Я смущенно кивнула: мой очередной промах; они и так были для меня типичны, а в последнее время еще и участились. Разумеется, нож следовало оставить в секретариате и затем вручить его лицу, ответственному за воспитание Юлиана.
Добравшись до дома, я, усталая, хотела пополнить организм витаминами, но все мои фруктовые запасы уже стали добычей плодовых мушек дрозофил. Пришлось намазать хлеб орехово-шоколадной пастой и, поедая его, решать судоку, который приобретал все более неряшливый вид. Я уже пару раз ошиблась и терла запачканную бумагу ластиком. И тут мне вдруг стало стыдно. Не лучше ли было помыть фруктовую вазу? Никак не могу заставить себя что-то делать. Встреча со Штеффеном выбила меня из колеи и разбередила старые воспоминания.

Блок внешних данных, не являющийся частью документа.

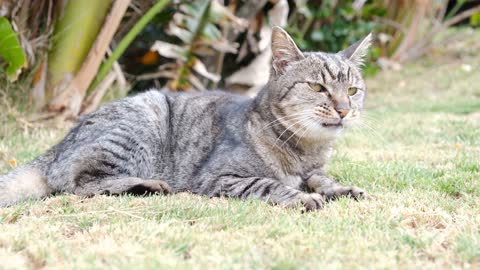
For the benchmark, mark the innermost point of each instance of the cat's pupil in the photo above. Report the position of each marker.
(352, 91)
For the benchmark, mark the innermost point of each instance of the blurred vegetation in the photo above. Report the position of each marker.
(199, 45)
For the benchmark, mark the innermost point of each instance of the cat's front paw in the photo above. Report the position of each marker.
(334, 192)
(312, 201)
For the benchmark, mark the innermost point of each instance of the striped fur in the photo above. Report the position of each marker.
(273, 147)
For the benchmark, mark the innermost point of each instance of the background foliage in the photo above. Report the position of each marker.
(199, 45)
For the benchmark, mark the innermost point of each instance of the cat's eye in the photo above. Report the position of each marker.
(352, 91)
(317, 87)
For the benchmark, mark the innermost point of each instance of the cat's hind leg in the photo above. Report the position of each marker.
(122, 185)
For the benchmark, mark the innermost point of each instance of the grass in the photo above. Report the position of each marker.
(419, 158)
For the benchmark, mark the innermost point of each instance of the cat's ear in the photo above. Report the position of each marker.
(284, 50)
(357, 52)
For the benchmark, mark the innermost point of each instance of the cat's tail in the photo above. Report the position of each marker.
(25, 182)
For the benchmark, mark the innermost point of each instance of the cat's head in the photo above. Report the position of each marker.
(316, 93)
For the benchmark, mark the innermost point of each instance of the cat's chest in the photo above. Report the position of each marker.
(303, 167)
(293, 181)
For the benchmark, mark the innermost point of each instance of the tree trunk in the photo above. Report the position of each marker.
(73, 37)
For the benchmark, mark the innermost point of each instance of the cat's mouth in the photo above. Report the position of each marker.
(337, 125)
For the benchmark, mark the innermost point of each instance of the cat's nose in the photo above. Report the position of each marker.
(342, 112)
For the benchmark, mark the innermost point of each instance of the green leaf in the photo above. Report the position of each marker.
(10, 50)
(475, 19)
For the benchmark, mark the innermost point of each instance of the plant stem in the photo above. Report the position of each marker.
(123, 45)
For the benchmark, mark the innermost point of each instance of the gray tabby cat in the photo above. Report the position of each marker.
(273, 147)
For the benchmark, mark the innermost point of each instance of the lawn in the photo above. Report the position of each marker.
(418, 156)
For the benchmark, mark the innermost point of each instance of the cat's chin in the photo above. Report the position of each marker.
(322, 131)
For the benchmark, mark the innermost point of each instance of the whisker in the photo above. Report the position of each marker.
(308, 126)
(297, 122)
(281, 118)
(291, 136)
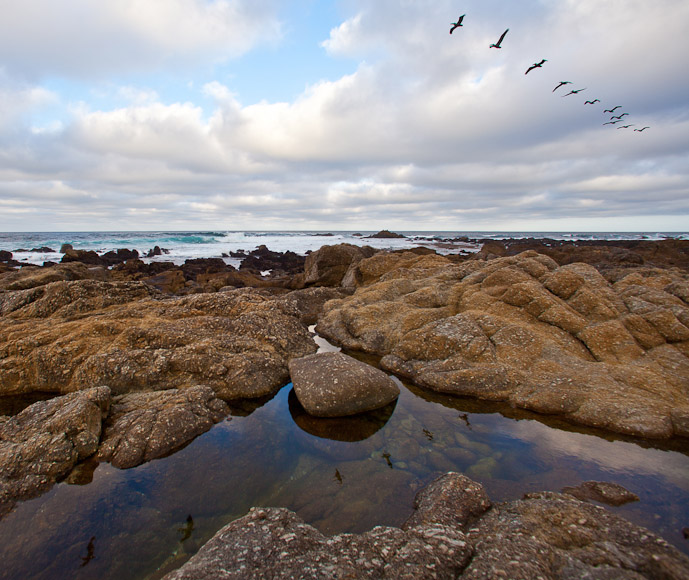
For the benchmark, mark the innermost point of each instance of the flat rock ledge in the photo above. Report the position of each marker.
(610, 353)
(332, 384)
(454, 532)
(146, 426)
(42, 444)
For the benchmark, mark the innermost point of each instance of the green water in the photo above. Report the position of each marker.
(341, 475)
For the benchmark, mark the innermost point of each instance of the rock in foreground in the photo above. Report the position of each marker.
(44, 442)
(62, 336)
(454, 533)
(332, 384)
(554, 339)
(145, 426)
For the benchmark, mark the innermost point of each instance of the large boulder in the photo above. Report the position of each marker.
(332, 384)
(455, 533)
(329, 266)
(42, 444)
(145, 426)
(554, 339)
(60, 337)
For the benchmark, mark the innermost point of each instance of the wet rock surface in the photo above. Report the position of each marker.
(553, 339)
(332, 384)
(60, 337)
(454, 533)
(42, 444)
(146, 426)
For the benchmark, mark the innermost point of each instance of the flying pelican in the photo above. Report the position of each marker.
(457, 24)
(535, 65)
(499, 42)
(562, 83)
(574, 92)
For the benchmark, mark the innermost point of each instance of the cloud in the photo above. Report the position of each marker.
(84, 39)
(429, 131)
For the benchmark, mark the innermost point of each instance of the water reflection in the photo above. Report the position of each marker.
(340, 475)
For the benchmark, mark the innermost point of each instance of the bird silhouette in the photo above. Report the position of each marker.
(574, 92)
(499, 42)
(562, 83)
(535, 65)
(457, 24)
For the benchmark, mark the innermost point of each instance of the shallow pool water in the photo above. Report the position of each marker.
(341, 475)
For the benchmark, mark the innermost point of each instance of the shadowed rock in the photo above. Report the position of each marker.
(60, 337)
(145, 426)
(41, 445)
(332, 384)
(454, 533)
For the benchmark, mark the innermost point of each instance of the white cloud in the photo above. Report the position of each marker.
(94, 39)
(429, 129)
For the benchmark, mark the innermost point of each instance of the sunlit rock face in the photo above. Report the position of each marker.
(67, 336)
(454, 532)
(554, 339)
(44, 442)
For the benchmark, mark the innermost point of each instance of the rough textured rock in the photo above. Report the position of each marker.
(458, 535)
(33, 276)
(330, 265)
(602, 491)
(42, 444)
(63, 336)
(145, 426)
(554, 339)
(332, 384)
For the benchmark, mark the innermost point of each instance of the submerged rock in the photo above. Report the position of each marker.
(553, 339)
(146, 426)
(454, 533)
(332, 384)
(42, 444)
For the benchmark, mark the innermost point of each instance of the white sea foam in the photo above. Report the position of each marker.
(182, 246)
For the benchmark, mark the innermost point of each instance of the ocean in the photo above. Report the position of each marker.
(27, 247)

Наш любимый домик, например. Конечно, он принадлежал никак не мне, а Герноту. Но сколько я вложила в него трудов, да и денег тоже! Слегка покосившийся деревенский домишко благодаря моим усилиям превратился в игрушку, особенно хорош был садик. Мы вывезли со двора бетон и щебенку и засыпали его черноземом. При этом я обнаружила старый фонтан, вызвала мастеров, и его снова привели в исправное состояние. Под конец я посадила низкий кустарник для живой изгороди - и бывший двор превратился в уютный монастырский садик с узкими насыпными дорожками и розовыми клумбами и стал моим родным пристанищем.

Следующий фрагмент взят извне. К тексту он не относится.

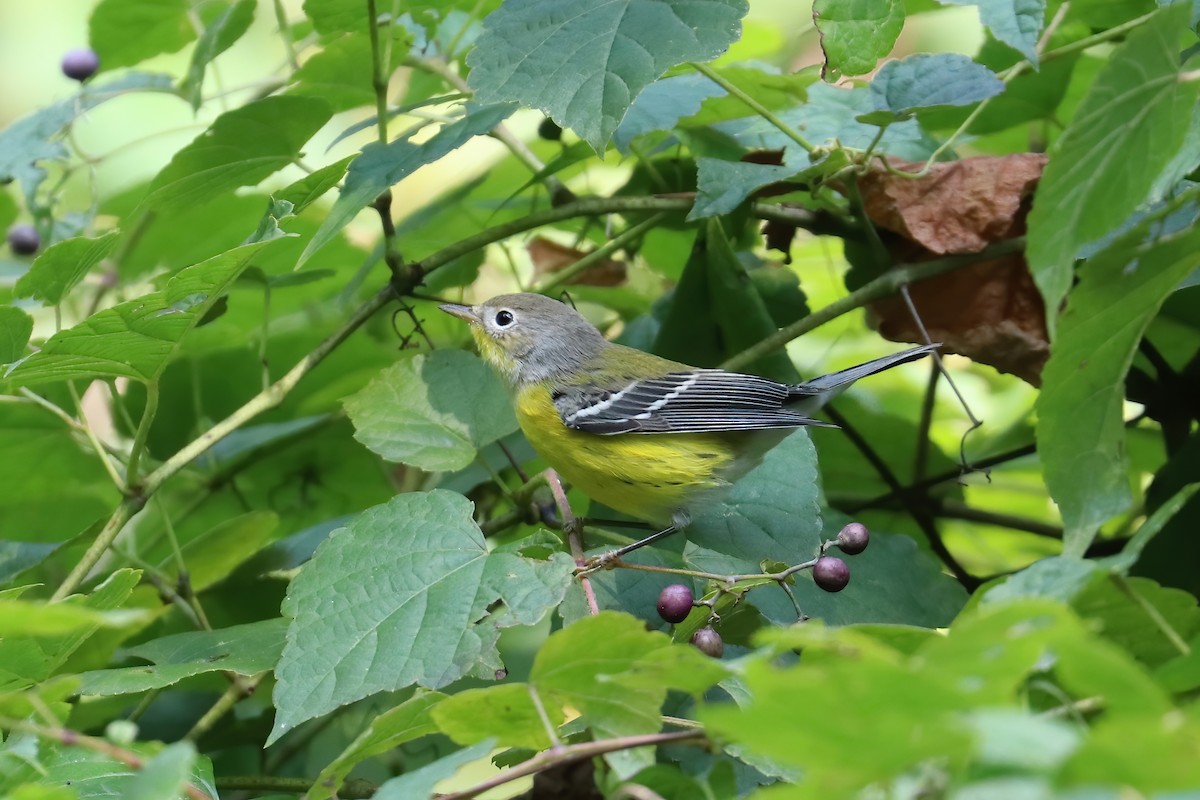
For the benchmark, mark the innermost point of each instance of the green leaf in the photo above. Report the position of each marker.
(340, 73)
(771, 513)
(243, 649)
(717, 281)
(1126, 132)
(581, 666)
(33, 618)
(1080, 432)
(36, 137)
(231, 23)
(505, 714)
(137, 338)
(721, 186)
(15, 330)
(336, 16)
(100, 776)
(384, 164)
(240, 148)
(412, 578)
(417, 413)
(931, 79)
(661, 104)
(419, 785)
(63, 265)
(312, 187)
(1012, 739)
(126, 31)
(163, 775)
(856, 34)
(913, 713)
(1155, 523)
(29, 659)
(583, 62)
(213, 555)
(1015, 23)
(403, 723)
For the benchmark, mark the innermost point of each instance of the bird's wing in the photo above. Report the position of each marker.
(694, 401)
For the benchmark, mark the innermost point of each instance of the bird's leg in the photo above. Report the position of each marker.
(612, 558)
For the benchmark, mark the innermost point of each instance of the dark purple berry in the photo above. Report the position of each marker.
(81, 64)
(831, 573)
(708, 642)
(550, 130)
(24, 239)
(853, 539)
(675, 602)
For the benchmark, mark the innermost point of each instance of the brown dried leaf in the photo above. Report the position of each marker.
(990, 312)
(549, 257)
(961, 206)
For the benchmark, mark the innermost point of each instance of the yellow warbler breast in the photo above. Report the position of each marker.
(647, 476)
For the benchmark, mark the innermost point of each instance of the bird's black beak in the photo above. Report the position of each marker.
(461, 312)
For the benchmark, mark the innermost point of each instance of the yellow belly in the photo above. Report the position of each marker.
(649, 476)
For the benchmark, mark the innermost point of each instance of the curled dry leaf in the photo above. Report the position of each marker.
(990, 312)
(549, 257)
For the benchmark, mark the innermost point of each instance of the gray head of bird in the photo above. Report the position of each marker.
(529, 337)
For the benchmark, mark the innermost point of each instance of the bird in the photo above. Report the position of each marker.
(648, 437)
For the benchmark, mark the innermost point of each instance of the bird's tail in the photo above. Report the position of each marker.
(834, 380)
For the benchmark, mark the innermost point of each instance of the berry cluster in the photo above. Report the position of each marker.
(828, 572)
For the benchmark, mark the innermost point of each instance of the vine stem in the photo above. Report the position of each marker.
(582, 265)
(569, 753)
(276, 392)
(378, 78)
(759, 108)
(885, 286)
(571, 527)
(102, 746)
(139, 439)
(268, 398)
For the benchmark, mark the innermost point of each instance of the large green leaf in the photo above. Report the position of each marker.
(15, 330)
(402, 595)
(126, 31)
(229, 23)
(137, 338)
(340, 73)
(856, 34)
(586, 667)
(36, 137)
(408, 721)
(1127, 131)
(63, 265)
(583, 62)
(417, 413)
(384, 164)
(165, 774)
(243, 649)
(1080, 427)
(95, 775)
(1015, 23)
(36, 654)
(419, 785)
(240, 148)
(931, 79)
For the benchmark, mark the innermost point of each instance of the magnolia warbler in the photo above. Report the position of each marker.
(648, 437)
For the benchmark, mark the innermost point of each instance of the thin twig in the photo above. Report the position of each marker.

Теперь наверняка уже больше никто не ухаживает за садиком; крапива заглушила розы, дорожки затянулись горцем-вьюном, лютик задушил вечнозеленые кусты. На глаза у меня навернулись слезы. Раньше я всегда ставила себе на письменный стол бледно-розовую розу, а в моей теперешней квартире ничего не поправить, гиблое дело. Рабочей комнаты у меня тут все равно нет, все письменные дела я выполняю на покоробленном пластике кухонного стола. Здесь слишком тесно, слишком сумрачно, слишком тошно. Мне следовало бы немедля подыскать себе что-то получше, ведь эта дыра была для меня лишь временным вариантом. Здешний низкий потолок придавит кого угодно.
3
Я уже не раз задавалась вопросом: знают ли Биргит и Штеффен, отчего я так внезапно рассталась с моим мужем? Во всяком случае, Биргит я вижу почти каждый день, но она ни разу меня об этом не спросила. Удовольствовалась сообщением, что мы разошлись и живем порознь.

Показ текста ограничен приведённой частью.